[ICLR 2026] Routing Matters in MoE: Scaling Diffusion Transformers with Explicit Routing Guidance

Yujie Wei¹, Shiwei Zhang^2*, Hangjie Yuan³, Yujin Han⁴, Zhekai Chen^4,5, Jiayu Wang², Difan Zou⁴, Xihui Liu^4,5, Yingya Zhang², Yu Liu², Hongming Shan^1†
(*Project Leader, †Corresponding Author)

¹Fudan University ²Tongyi Lab, Alibaba Group ³Zhejiang University ⁴The University of Hong Kong ⁵MMLab

ProMoE is an MoE framework that employs a two-step router with explicit routing guidance to promote expert specialization for scaling Diffusion Transformers.

🤗 Overview

This codebase supports:

Baselines: Dense-DiT, TC-DiT, EC-DiT, DiffMoE, and their variants.
Proposed Models: ProMoE variants (S, B, L, XL) with Token-Choice (TC) and Expert-Choice (EC) routing.
VAE Latent Preprocessing: Pre-encode raw images into latents and cache them for faster training; supports multi-GPU parallel processing.
Sampling and Metric Evaluation: Image sampling, Inception feature extraction, and calculation of FID, IS, sFID, Precision, and Recall; supports multi-GPU parallel processing.

🔥 Updates

[2026.03]: Release the model weights, generated 50K images, and evaluation results on both Hugging Face and ModelScope!
[2026.02]: Release the training, sampling, and evaluation code of ProMoE.
[2026.01]: 🎉 Our paper has been accepted by ICLR 2026!
[2025.10]: Release the paper of ProMoE.

🗂️ Pretrained Models

We have released the model weights, generated 50K images, and corresponding evaluation results on both Hugging Face and ModelScope.

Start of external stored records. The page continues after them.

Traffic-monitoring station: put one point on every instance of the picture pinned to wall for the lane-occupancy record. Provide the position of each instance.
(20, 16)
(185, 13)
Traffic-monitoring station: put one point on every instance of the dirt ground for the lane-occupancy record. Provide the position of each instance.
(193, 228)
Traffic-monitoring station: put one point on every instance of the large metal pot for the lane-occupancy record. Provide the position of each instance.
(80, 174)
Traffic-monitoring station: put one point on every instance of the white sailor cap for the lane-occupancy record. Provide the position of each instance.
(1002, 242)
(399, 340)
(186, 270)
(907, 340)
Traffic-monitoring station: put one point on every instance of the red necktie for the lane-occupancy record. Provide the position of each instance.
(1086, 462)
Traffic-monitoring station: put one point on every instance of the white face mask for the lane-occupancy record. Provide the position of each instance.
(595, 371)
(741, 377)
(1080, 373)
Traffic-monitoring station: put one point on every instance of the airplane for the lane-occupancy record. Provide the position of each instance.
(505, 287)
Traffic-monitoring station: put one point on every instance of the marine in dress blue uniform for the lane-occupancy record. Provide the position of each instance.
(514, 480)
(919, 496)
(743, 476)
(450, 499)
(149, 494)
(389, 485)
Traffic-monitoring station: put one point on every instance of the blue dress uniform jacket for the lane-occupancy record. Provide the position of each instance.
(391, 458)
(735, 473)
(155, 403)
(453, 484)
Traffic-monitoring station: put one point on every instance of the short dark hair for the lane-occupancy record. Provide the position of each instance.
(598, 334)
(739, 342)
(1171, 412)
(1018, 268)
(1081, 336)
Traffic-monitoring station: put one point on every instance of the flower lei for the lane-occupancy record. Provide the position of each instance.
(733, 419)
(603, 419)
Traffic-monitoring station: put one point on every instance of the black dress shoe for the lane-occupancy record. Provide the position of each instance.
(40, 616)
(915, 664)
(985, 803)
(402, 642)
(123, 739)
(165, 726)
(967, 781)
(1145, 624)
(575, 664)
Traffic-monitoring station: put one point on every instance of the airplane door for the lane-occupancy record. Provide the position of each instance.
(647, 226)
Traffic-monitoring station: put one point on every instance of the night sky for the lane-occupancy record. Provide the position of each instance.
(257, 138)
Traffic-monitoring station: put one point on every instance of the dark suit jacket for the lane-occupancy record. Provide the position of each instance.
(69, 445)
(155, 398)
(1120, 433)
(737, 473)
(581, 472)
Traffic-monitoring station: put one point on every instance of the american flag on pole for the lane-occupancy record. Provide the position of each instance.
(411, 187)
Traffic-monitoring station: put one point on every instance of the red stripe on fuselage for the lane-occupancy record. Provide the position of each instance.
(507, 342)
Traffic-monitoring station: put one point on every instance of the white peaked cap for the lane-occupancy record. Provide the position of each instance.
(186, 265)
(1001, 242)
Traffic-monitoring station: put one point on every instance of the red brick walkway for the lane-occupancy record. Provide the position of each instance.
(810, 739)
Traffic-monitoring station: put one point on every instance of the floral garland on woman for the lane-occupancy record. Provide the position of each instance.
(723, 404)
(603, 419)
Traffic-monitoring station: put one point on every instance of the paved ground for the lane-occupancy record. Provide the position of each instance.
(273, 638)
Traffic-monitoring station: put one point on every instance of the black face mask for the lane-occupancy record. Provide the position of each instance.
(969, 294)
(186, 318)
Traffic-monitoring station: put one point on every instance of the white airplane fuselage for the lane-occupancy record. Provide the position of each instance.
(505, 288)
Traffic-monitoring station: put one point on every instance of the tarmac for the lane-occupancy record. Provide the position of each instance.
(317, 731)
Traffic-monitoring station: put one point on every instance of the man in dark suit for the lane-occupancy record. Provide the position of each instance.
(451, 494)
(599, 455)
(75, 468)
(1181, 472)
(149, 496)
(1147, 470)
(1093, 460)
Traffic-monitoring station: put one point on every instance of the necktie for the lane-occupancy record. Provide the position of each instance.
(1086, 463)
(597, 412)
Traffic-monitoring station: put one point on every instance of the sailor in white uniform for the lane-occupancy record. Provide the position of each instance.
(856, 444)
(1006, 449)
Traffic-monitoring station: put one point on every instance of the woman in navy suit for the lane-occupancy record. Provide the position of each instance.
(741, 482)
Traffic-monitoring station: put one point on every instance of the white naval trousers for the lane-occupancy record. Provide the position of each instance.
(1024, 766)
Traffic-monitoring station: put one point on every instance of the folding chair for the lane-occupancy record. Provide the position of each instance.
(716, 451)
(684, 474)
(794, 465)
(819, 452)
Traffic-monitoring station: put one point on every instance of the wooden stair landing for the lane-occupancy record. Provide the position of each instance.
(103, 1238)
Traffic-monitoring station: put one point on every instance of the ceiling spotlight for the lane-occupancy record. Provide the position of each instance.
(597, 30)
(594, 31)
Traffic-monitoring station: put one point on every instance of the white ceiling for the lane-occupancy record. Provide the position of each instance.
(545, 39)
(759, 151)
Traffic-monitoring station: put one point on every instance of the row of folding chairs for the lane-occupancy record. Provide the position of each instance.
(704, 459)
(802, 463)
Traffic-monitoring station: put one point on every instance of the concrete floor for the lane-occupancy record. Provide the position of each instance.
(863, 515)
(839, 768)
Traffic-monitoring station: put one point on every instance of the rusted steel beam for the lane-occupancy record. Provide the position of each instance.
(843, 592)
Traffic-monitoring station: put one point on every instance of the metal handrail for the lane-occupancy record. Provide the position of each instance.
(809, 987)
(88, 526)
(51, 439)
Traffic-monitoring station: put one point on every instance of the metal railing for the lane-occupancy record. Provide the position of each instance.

Model	Platform	Weights	50K Images	Eval Results (CFG=1.0)	Eval Results (CFG=1.5)
ProMoE-B-Flow (500K)	Hugging Face ModelScope	Link Link	cfg=1.0, cfg=1.5 cfg=1.0, cfg=1.5	FID 24.44, IS 60.38 FID 24.44, IS 60.38	FID 6.39, IS 154.21 FID 6.39, IS 154.21
ProMoE-L-Flow (500K)	Hugging Face ModelScope	Link Link	cfg=1.0, cfg=1.5 cfg=1.0, cfg=1.5	FID 11.61, IS 100.82 FID 11.61, IS 100.82	FID 2.79, IS 244.21 FID 2.79, IS 244.21
ProMoE-XL-Flow (500K)	Hugging Face ModelScope	Link Link	cfg=1.0, cfg=1.5 cfg=1.0, cfg=1.5	FID 9.44, IS 114.94 FID 9.44, IS 114.94	FID 2.59, IS 265.62 FID 2.59, IS 265.62

⚙️ Preparation

1. Requirements & Installation

conda create -n promoe python=3.10 -y
conda activate promoe
pip install -r requirements.txt

2. Dataset Preparation

Download ImageNet dataset, and modify cfg.data_path in config.py.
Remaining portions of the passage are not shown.